II. …“ Die gemäß § 11 Abs. 1 RPflG, §§ 104 Abs. 3, 567, 569 ZPO zulässige Beschwerde des Beklagten zu 3) hat in der Sache keinen Erfolg.
Zu Recht und mit zutreffender Begründung hat das LG keine Zusatzgebühr nach VV RVG Nr. 1010 festgesetzt. Denn durch die Tätigkeit des Prozessbevollmächtigten des Beklagten zu 3) ist keine Zusatzgebühr entstanden.

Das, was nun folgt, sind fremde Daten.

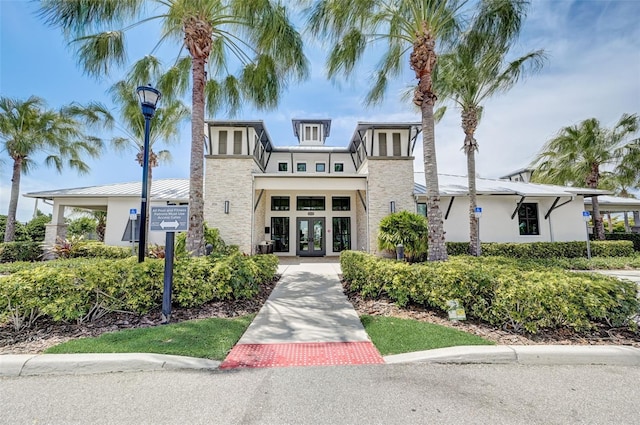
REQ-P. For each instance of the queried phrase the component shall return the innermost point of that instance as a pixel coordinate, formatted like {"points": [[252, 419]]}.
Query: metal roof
{"points": [[161, 190], [451, 185], [615, 203]]}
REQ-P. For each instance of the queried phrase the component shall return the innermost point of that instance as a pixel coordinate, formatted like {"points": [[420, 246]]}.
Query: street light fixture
{"points": [[149, 98]]}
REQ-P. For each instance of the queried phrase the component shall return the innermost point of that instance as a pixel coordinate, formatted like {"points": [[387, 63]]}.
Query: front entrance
{"points": [[310, 233]]}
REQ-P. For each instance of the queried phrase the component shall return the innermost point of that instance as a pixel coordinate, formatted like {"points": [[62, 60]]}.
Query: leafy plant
{"points": [[408, 229]]}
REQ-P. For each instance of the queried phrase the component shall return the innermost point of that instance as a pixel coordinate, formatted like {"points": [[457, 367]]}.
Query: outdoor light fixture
{"points": [[149, 98]]}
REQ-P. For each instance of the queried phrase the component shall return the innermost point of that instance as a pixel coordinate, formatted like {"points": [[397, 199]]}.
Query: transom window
{"points": [[222, 142], [310, 203], [382, 144], [280, 233], [341, 233], [397, 145], [528, 224], [341, 203], [279, 203]]}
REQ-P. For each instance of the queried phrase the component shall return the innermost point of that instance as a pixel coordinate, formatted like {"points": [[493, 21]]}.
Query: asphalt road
{"points": [[385, 394]]}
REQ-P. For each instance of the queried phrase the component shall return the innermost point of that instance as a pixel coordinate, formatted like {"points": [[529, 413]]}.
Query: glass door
{"points": [[310, 237]]}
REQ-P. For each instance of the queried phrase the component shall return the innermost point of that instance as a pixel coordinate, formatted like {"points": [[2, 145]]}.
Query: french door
{"points": [[310, 236]]}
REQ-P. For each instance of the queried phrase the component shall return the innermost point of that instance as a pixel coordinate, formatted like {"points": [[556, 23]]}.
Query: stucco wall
{"points": [[388, 180], [230, 179], [496, 225]]}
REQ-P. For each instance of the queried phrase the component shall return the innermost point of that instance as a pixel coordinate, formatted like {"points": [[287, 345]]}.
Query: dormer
{"points": [[311, 132]]}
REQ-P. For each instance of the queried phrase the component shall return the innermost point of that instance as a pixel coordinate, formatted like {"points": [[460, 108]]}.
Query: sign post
{"points": [[133, 216], [586, 216], [478, 213], [169, 220]]}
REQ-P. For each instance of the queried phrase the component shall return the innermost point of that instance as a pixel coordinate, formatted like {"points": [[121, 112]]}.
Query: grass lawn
{"points": [[395, 336], [205, 338]]}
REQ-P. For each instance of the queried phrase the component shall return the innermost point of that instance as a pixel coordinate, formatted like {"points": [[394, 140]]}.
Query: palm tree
{"points": [[165, 125], [477, 70], [578, 153], [29, 129], [254, 37], [404, 30]]}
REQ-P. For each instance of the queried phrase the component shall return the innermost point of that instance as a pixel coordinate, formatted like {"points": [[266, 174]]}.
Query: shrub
{"points": [[633, 237], [573, 249], [84, 289], [521, 296], [20, 251]]}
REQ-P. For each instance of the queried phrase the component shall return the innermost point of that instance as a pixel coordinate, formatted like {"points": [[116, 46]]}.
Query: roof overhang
{"points": [[309, 182]]}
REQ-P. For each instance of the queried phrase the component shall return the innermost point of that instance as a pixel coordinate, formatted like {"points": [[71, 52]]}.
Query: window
{"points": [[279, 203], [222, 142], [397, 145], [280, 233], [422, 209], [341, 233], [382, 144], [528, 219], [341, 203], [237, 142], [310, 203]]}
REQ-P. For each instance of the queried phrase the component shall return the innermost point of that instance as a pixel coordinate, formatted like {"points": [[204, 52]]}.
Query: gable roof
{"points": [[161, 190]]}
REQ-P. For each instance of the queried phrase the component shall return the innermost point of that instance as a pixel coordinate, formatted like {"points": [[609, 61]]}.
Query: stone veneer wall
{"points": [[361, 223], [229, 178], [389, 179], [259, 218]]}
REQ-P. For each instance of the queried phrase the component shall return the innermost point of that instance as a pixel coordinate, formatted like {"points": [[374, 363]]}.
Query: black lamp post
{"points": [[148, 100]]}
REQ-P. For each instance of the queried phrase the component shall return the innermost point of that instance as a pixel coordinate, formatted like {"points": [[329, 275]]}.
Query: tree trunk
{"points": [[469, 125], [198, 41], [598, 225], [423, 60], [10, 229]]}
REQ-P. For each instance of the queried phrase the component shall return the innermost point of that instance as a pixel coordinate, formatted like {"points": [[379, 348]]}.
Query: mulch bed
{"points": [[46, 333], [385, 307]]}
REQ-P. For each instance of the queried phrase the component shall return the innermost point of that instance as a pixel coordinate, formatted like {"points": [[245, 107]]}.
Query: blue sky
{"points": [[593, 70]]}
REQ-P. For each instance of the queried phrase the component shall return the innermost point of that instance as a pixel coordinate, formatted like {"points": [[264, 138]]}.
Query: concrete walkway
{"points": [[307, 321], [307, 305]]}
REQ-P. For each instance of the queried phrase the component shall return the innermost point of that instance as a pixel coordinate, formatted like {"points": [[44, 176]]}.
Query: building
{"points": [[313, 200]]}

VV RVG Nr. 1010 setzt nach seinem insoweit klaren Wortlaut voraus, dass in mindestens drei gerichtlichen Terminen Sachverständige oder Zeugen vernommen wurden. Daran fehlt es. Vorliegend fand nur in zwei gerichtlichen Terminen eine Beweisaufnahme statt. Dann entsteht keine Zusatzgebühr (OLG München, Beschl. v. 26.6.2020 – 11 W 674/20 –, zfs 2020, 467 m. Anm. Hansens = AGS 2020, 374 m. Anm. N. Schneider = RVGreport 2020, 340 (Hansens); Toussaint/Uhl, 53. Aufl., Kostenrecht, VV RVG 1010 Rn 4; Gerold/Schmidt/Mayer, 26. Aufl., RVG VV 1010 Rn 1; HK-RVG/Erik Kießling, 8. Aufl., RVG VV 1010 Rn 3; Schneider/Volpert/Fölsch, 3. Aufl., Gesamtes Kostenrecht, VV RVG Nr. 1010 Rn 10).

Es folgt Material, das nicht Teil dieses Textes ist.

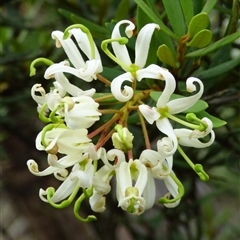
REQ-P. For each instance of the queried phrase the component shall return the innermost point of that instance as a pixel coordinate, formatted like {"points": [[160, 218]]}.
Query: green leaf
{"points": [[197, 6], [187, 7], [209, 5], [166, 56], [233, 22], [122, 10], [96, 30], [199, 106], [161, 37], [175, 16], [198, 23], [219, 70], [224, 41], [156, 19], [216, 121], [142, 20], [201, 39]]}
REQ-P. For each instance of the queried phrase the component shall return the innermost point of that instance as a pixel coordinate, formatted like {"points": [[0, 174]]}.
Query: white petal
{"points": [[142, 176], [125, 94], [83, 43], [152, 71], [185, 139], [121, 51], [170, 85], [173, 190], [143, 44], [150, 114], [123, 178], [92, 68], [97, 202], [43, 193], [64, 190], [182, 104], [70, 88], [149, 193], [165, 127], [200, 134], [57, 68], [39, 89], [70, 49]]}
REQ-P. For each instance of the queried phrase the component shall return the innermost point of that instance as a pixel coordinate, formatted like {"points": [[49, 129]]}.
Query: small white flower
{"points": [[83, 114], [130, 198], [81, 69], [171, 106], [173, 191], [159, 166], [77, 178], [64, 141], [121, 53]]}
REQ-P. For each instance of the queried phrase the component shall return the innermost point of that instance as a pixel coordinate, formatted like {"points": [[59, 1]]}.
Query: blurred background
{"points": [[208, 211]]}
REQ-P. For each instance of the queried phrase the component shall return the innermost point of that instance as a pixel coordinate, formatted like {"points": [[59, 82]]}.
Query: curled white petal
{"points": [[84, 43], [168, 145], [112, 155], [150, 114], [185, 139], [173, 191], [70, 49], [200, 134], [70, 88], [149, 193], [125, 94], [97, 202], [90, 71], [181, 104], [143, 44], [39, 99], [121, 51]]}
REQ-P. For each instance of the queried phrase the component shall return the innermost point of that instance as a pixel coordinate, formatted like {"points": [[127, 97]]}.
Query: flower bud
{"points": [[122, 139]]}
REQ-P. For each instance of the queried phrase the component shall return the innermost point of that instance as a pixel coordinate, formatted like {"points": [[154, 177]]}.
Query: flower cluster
{"points": [[79, 124]]}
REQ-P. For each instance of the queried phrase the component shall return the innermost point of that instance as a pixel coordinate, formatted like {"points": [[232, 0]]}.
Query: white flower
{"points": [[122, 55], [66, 85], [159, 166], [103, 176], [173, 191], [189, 138], [81, 69], [83, 114], [64, 141], [130, 198], [165, 106], [80, 178], [122, 139]]}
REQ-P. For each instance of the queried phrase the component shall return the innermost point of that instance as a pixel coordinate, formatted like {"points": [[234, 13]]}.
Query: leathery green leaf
{"points": [[198, 23], [199, 106], [216, 121], [219, 69], [233, 23], [187, 7], [209, 5], [156, 19], [201, 39], [222, 42], [175, 16], [165, 55], [96, 30], [122, 10]]}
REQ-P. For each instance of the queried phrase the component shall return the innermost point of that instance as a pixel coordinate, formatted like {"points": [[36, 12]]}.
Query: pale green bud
{"points": [[122, 138]]}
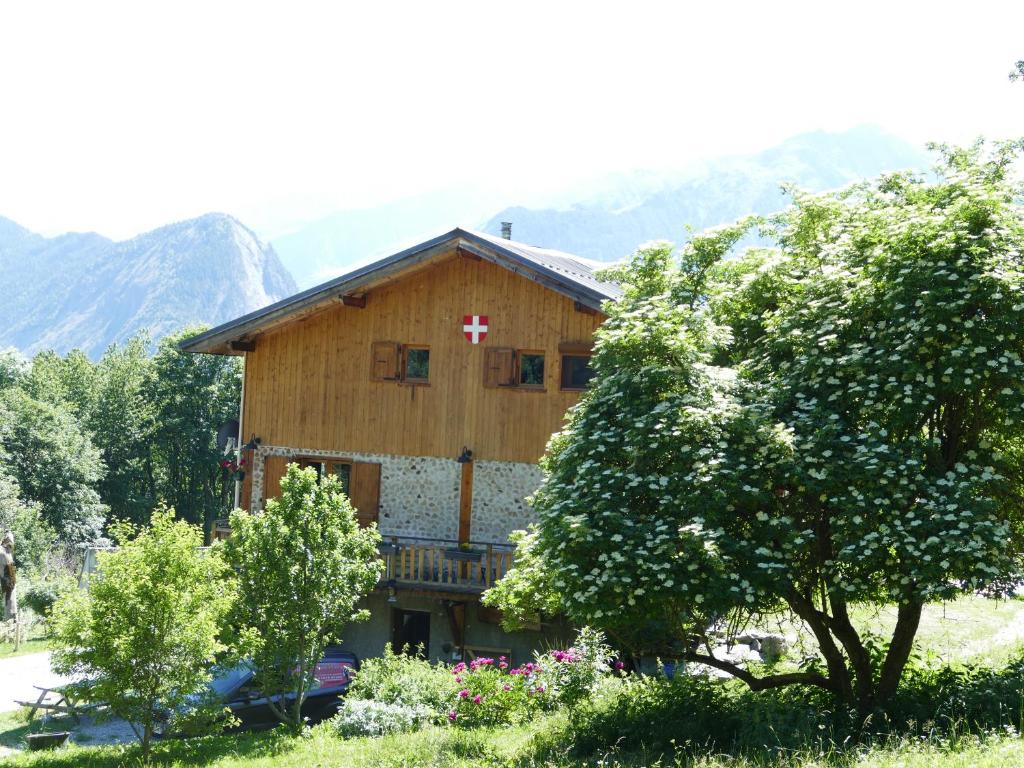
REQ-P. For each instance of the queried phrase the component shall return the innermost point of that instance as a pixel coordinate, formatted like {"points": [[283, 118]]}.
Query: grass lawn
{"points": [[502, 748], [33, 645], [971, 629]]}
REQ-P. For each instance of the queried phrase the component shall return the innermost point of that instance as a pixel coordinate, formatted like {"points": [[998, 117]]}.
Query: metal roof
{"points": [[568, 274]]}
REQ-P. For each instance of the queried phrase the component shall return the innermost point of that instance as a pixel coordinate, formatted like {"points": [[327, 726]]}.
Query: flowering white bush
{"points": [[835, 420], [365, 717]]}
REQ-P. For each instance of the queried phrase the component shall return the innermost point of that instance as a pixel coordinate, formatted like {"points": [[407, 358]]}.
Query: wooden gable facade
{"points": [[316, 382]]}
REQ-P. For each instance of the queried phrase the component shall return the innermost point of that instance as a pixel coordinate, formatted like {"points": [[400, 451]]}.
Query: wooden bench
{"points": [[66, 702]]}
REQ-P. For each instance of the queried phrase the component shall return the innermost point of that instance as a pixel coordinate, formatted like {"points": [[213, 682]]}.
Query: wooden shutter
{"points": [[365, 492], [246, 497], [273, 469], [499, 367], [384, 364]]}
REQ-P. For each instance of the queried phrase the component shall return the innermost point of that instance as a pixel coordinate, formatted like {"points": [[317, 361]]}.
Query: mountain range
{"points": [[84, 291], [624, 215], [608, 216]]}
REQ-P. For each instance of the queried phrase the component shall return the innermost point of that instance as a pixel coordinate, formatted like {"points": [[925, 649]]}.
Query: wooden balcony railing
{"points": [[443, 566], [432, 563]]}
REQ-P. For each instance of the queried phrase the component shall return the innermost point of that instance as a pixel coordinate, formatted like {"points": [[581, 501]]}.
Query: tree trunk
{"points": [[907, 621], [838, 671]]}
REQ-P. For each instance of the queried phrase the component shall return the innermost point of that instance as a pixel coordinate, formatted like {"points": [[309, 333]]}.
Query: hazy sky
{"points": [[121, 117]]}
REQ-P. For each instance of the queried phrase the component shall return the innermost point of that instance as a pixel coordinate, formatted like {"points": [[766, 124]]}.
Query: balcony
{"points": [[432, 564], [439, 565]]}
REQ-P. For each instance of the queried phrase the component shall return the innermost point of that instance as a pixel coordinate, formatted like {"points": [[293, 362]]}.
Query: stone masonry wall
{"points": [[420, 495], [500, 491]]}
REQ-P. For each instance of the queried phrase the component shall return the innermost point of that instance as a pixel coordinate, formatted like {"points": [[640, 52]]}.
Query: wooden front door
{"points": [[365, 492]]}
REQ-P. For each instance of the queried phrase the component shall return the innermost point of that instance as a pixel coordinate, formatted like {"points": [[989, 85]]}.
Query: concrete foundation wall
{"points": [[368, 639], [420, 495]]}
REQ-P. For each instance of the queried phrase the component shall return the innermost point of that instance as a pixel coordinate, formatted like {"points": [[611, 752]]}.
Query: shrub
{"points": [[302, 566], [571, 675], [144, 634], [493, 693], [364, 717], [404, 680], [41, 595]]}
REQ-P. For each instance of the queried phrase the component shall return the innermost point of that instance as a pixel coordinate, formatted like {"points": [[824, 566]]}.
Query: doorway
{"points": [[411, 628]]}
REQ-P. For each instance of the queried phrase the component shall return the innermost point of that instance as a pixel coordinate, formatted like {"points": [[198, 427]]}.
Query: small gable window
{"points": [[403, 363], [530, 369], [515, 369], [417, 368], [577, 373]]}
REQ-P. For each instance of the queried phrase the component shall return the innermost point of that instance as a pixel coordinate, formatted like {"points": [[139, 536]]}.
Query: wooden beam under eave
{"points": [[353, 300]]}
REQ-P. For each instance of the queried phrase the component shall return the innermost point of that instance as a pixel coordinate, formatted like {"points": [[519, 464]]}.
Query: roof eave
{"points": [[218, 340]]}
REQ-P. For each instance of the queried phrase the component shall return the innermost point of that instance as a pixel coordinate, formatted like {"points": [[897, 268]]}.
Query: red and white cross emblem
{"points": [[474, 328]]}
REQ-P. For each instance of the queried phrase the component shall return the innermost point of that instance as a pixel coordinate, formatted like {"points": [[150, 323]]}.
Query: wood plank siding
{"points": [[310, 383]]}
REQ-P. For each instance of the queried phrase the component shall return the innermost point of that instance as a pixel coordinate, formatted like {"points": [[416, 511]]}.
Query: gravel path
{"points": [[18, 674]]}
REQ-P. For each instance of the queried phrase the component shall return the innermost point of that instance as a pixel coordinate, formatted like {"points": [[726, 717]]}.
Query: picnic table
{"points": [[58, 700]]}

Die Gebührenvorschrift des VV RVG Nr. 1010 ist auch nicht auf andere Fälle einer umfangreichen Beweisaufnahme entsprechend anwendbar.

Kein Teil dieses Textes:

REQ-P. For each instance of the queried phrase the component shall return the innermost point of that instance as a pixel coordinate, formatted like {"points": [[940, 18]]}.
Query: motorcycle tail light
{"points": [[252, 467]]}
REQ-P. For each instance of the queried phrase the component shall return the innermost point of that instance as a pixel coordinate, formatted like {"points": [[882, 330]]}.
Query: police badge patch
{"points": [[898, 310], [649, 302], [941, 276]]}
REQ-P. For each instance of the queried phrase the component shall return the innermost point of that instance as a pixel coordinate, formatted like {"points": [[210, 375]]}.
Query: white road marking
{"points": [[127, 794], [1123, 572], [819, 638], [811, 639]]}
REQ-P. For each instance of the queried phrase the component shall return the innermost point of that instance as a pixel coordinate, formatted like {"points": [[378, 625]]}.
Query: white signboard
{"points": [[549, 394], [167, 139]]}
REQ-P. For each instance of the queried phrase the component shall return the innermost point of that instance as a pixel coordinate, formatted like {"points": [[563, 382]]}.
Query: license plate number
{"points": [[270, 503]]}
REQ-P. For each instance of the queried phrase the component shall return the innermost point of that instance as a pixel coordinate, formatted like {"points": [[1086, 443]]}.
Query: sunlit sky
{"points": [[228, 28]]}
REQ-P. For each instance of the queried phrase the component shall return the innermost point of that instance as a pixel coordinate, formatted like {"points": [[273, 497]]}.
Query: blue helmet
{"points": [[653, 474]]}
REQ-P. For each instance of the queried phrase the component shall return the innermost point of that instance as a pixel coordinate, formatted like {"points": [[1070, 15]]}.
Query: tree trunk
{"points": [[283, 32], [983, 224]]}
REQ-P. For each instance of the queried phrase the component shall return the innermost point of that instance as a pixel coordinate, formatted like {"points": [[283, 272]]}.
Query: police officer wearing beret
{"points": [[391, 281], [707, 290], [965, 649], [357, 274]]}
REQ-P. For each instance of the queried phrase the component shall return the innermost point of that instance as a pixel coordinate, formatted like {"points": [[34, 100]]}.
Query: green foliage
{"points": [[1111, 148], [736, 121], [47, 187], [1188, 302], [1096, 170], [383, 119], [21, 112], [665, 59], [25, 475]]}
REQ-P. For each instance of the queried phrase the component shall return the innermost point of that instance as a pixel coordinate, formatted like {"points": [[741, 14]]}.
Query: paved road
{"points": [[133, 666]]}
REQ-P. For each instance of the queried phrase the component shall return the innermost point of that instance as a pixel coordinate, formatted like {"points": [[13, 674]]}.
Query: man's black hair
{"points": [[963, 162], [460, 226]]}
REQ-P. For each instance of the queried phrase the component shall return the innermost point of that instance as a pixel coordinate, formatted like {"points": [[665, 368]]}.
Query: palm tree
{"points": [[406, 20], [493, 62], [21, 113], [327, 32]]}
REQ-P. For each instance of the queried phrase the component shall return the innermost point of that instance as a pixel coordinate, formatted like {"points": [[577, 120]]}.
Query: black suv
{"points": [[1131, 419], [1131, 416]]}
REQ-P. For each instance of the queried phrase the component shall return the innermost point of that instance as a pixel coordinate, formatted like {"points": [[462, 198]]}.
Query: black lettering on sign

a) Denn es fehlt an einer planwidrigen Regelungslücke. Denn der Gesetzgeber hat mit dem Zweiten Kostenrechtsmodernisierungsgesetz zwar einen Regelungsbedarf für den besonderen Aufwand bei sehr umfangreichen Beweisaufnahmen erkannt, die Zusatzgebühr aber zur Vermeidung von Fehlanreizen bewusst an die "Hürde bis zu einem dritten Beweistermin" geknüpft (BT-Drucks 17/11471, S. 272). Eine Erweiterung des Anwendungsbereichs der Gebührenvorschrift auf andere langwierige oder umfangreiche Verfahren obläge daher dem Gesetzgeber (so auch OLG München a.a.O.).
b) Weiter lässt sich der Senat von der Erwägung leiten, dass der Gesetzgeber Anwaltsgebühren überwiegend als Pauschalgebühren ausgestaltet hat, die teilweise – was auch vorliegend der Fall sein mag – nicht kostendeckend sein können, aber die Notwendigkeit von Billigkeitserwägungen ausschließen. Soweit der Gesetzgeber Betragsrahmengebühren normiert hat, ist der Umfang der anwaltlichen Tätigkeit stets nur für die Gebührenhöhe relevant. Damit berücksichtigt der Gesetzgeber auch sonst den Aufwand eines Rechtsanwalts allenfalls bei der Höhe einer Gebühr, niemals aber bereits bei der Frage, ob überhaupt eine Gebühr entsteht (vgl. Senat, Beschl. v. 4.11.2022 – 4 W 96/22 –, juris).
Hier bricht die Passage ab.